Konsep Political Financing dalam Sistem Pendanaan Partai Politik di Indonesia





Berbicara mengenai partai politik tidak akan terlepas dari dana dan kuasa. Dimana kedua aspek tersebut mempunyai ketergantungan satu sama lain. Cita-cita ideal atau yang sering disebut sebagai visi partai politik, atau bahkan disebut ideologi partai politik bisa dikatakan sebagai tujuan akhir dari partai politik. Lalu kekuasaanlah alat untuk mencapai cita-cita tersebut.

Dengan pandangan ini, maka partai politik dapat disebut sebagai lembaga yang berorientasi pada sebuah cita-cita dengan menggunakan kekuasaan sebagai alat untuk mencapai cita-cita tersebut. Dalam rangka mendapatkan suatu kekuasaannya tersebut, tentu partai politik membutuhkan dorongan finansial sebagai modal untuk merebut kekuasaan, sedangkan kuasa tersebut menjadi alat penting untuk mengumpulkan dana.

Demikian seterusnya, sehingga tidak ada pemegang kekuasaan yang tak berhasrat mengumpulkan dana; sebaliknya tidak ada pemilik dana yang bisa mengabaikan kekuasaan. Di sinilah hubungan partai politik dengan uang menjadi tak terpisahkan. SeFbagai organisasi yang mengejar kekuasaan, partai politik membutuhkan uang agar misinya berhasil; selanjutnya ketika sukses memegang kekuasaan, partai politik terus mengakumulasi uang agar terus bisa bertahan.

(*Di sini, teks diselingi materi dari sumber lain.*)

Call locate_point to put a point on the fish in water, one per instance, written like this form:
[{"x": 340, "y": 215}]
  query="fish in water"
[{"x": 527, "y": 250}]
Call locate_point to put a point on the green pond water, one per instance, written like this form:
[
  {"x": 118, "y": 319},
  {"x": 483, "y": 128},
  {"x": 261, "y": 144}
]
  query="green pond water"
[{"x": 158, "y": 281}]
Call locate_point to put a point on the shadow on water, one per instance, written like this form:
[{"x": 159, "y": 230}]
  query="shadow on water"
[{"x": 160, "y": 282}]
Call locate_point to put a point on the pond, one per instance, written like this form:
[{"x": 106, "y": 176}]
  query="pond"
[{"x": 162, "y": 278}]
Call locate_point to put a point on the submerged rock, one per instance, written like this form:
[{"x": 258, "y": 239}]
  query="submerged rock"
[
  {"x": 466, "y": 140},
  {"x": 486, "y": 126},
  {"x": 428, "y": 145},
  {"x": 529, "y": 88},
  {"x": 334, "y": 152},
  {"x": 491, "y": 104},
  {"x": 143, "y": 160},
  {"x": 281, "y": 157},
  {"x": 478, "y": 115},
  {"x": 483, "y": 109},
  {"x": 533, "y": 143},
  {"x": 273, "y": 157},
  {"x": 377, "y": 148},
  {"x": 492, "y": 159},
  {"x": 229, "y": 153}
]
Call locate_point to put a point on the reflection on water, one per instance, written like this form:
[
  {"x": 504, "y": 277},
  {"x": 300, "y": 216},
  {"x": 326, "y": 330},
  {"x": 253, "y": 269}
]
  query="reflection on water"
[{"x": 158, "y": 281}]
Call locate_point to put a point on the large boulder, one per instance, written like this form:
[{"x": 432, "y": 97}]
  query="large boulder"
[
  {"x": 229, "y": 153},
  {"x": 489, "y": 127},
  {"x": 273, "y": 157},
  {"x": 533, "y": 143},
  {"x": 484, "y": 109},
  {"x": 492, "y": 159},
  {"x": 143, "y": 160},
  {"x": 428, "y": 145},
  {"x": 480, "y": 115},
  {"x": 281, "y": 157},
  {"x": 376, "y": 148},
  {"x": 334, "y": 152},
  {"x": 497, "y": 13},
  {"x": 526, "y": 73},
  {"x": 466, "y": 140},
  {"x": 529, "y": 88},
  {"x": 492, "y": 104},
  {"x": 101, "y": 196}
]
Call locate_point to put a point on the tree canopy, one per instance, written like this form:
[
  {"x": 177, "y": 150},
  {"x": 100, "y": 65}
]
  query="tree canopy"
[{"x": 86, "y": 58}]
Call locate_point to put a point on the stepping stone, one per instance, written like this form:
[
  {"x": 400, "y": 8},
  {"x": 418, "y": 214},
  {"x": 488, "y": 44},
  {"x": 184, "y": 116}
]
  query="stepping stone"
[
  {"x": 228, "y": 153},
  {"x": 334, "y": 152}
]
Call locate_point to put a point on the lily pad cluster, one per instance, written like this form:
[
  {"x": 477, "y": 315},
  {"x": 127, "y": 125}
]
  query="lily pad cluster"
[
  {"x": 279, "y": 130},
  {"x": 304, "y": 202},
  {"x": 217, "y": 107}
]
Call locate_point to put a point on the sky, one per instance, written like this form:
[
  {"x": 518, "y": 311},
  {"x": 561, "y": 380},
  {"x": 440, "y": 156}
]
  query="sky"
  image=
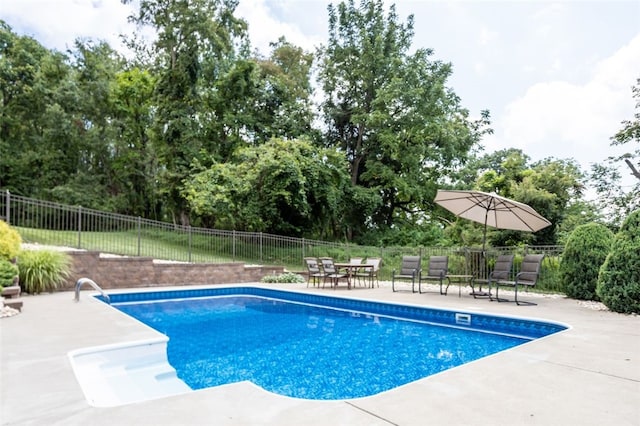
[{"x": 556, "y": 76}]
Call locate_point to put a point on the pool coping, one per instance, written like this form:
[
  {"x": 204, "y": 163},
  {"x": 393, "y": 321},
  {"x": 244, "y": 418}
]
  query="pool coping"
[{"x": 589, "y": 374}]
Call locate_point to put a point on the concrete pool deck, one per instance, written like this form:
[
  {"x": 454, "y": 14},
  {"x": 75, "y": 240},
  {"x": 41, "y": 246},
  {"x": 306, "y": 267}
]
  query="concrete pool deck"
[{"x": 587, "y": 375}]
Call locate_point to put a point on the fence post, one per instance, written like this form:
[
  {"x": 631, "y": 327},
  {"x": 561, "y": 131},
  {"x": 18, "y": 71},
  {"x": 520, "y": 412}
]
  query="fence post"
[
  {"x": 7, "y": 207},
  {"x": 189, "y": 228},
  {"x": 79, "y": 227},
  {"x": 139, "y": 236}
]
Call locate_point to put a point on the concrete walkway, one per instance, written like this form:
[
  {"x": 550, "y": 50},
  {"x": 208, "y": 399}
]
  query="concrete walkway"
[{"x": 587, "y": 375}]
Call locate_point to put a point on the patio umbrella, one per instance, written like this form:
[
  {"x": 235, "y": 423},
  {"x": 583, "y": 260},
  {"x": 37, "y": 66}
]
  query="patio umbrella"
[{"x": 491, "y": 210}]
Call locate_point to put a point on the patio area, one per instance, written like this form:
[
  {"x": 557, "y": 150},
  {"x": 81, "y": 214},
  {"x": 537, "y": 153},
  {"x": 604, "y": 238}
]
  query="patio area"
[{"x": 586, "y": 375}]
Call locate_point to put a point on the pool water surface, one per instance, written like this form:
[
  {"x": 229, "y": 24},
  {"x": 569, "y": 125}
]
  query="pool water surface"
[{"x": 317, "y": 347}]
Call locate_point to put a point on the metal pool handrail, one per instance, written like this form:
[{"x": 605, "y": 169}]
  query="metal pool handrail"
[{"x": 93, "y": 284}]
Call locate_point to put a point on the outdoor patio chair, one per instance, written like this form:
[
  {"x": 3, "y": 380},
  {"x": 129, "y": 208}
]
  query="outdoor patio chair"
[
  {"x": 437, "y": 272},
  {"x": 409, "y": 271},
  {"x": 527, "y": 277},
  {"x": 355, "y": 272},
  {"x": 314, "y": 273},
  {"x": 501, "y": 271},
  {"x": 331, "y": 272},
  {"x": 370, "y": 272}
]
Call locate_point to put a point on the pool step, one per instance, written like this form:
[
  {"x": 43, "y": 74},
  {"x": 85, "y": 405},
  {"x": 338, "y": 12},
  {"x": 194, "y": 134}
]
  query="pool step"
[{"x": 124, "y": 374}]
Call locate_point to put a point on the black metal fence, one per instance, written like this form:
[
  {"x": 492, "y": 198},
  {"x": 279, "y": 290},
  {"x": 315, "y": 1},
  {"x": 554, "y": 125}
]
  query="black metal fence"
[{"x": 49, "y": 223}]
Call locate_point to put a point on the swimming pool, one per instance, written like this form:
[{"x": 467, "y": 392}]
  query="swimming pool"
[{"x": 315, "y": 347}]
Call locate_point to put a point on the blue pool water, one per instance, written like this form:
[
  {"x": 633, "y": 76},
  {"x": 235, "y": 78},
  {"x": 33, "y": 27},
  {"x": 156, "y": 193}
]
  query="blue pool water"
[{"x": 316, "y": 347}]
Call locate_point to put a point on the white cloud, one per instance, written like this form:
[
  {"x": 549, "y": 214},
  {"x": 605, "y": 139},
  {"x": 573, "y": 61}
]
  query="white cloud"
[
  {"x": 264, "y": 27},
  {"x": 58, "y": 23},
  {"x": 561, "y": 119}
]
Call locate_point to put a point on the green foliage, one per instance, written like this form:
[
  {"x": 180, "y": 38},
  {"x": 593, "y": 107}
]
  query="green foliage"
[
  {"x": 9, "y": 241},
  {"x": 286, "y": 277},
  {"x": 285, "y": 187},
  {"x": 549, "y": 186},
  {"x": 43, "y": 270},
  {"x": 8, "y": 271},
  {"x": 619, "y": 279},
  {"x": 614, "y": 198},
  {"x": 585, "y": 252},
  {"x": 388, "y": 108}
]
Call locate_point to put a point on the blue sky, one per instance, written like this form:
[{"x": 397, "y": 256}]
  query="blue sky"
[{"x": 556, "y": 75}]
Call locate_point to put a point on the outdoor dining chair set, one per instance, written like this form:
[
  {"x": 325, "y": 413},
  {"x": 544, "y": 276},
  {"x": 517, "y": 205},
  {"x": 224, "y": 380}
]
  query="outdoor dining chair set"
[
  {"x": 325, "y": 269},
  {"x": 437, "y": 272}
]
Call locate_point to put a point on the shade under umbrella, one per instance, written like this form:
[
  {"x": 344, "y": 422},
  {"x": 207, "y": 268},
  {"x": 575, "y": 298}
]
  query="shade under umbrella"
[{"x": 491, "y": 210}]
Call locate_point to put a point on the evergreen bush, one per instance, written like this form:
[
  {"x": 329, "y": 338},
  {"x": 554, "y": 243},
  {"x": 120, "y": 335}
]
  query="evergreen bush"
[
  {"x": 8, "y": 271},
  {"x": 619, "y": 279},
  {"x": 586, "y": 250},
  {"x": 10, "y": 241},
  {"x": 43, "y": 270},
  {"x": 287, "y": 277}
]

Dalam sistem politik demokratis, kebutuhan partai politik akan uang menjadi tak terhindarkan, karena basis legetimasi kekuasaan adalah dukungan rakyat yang dicerminkan oleh hasil pemilu. Agar berhasil merebut suara rakyat, partai politik butuh dana kampanye dalam jumlah besar.

Namun, partai politik sesungguhnya tidak hanya butuh dana kampanye, tetapi juga dana untuk menggerakkan organisasi sepanjang waktu antara dua pemilu. Dana jenis ini juga tidak sedikit, karena demi menjaga kepercayaan rakyat, partai politik harus terus eksis melalui beragam kegiatan. Hal seperti ini menjadikan para politisi melakukan apa saja demi menghidupi partainya, maka seperti yang kita ketahui bersama banyaknya kasus korupsi yang membelit politisi di lingkungan legislatif maupun eksekutif, nasional maupun daerah, semakin menyadarkan kita untuk terus menata political financing dalam sistem pendanaan politik di Indonesia.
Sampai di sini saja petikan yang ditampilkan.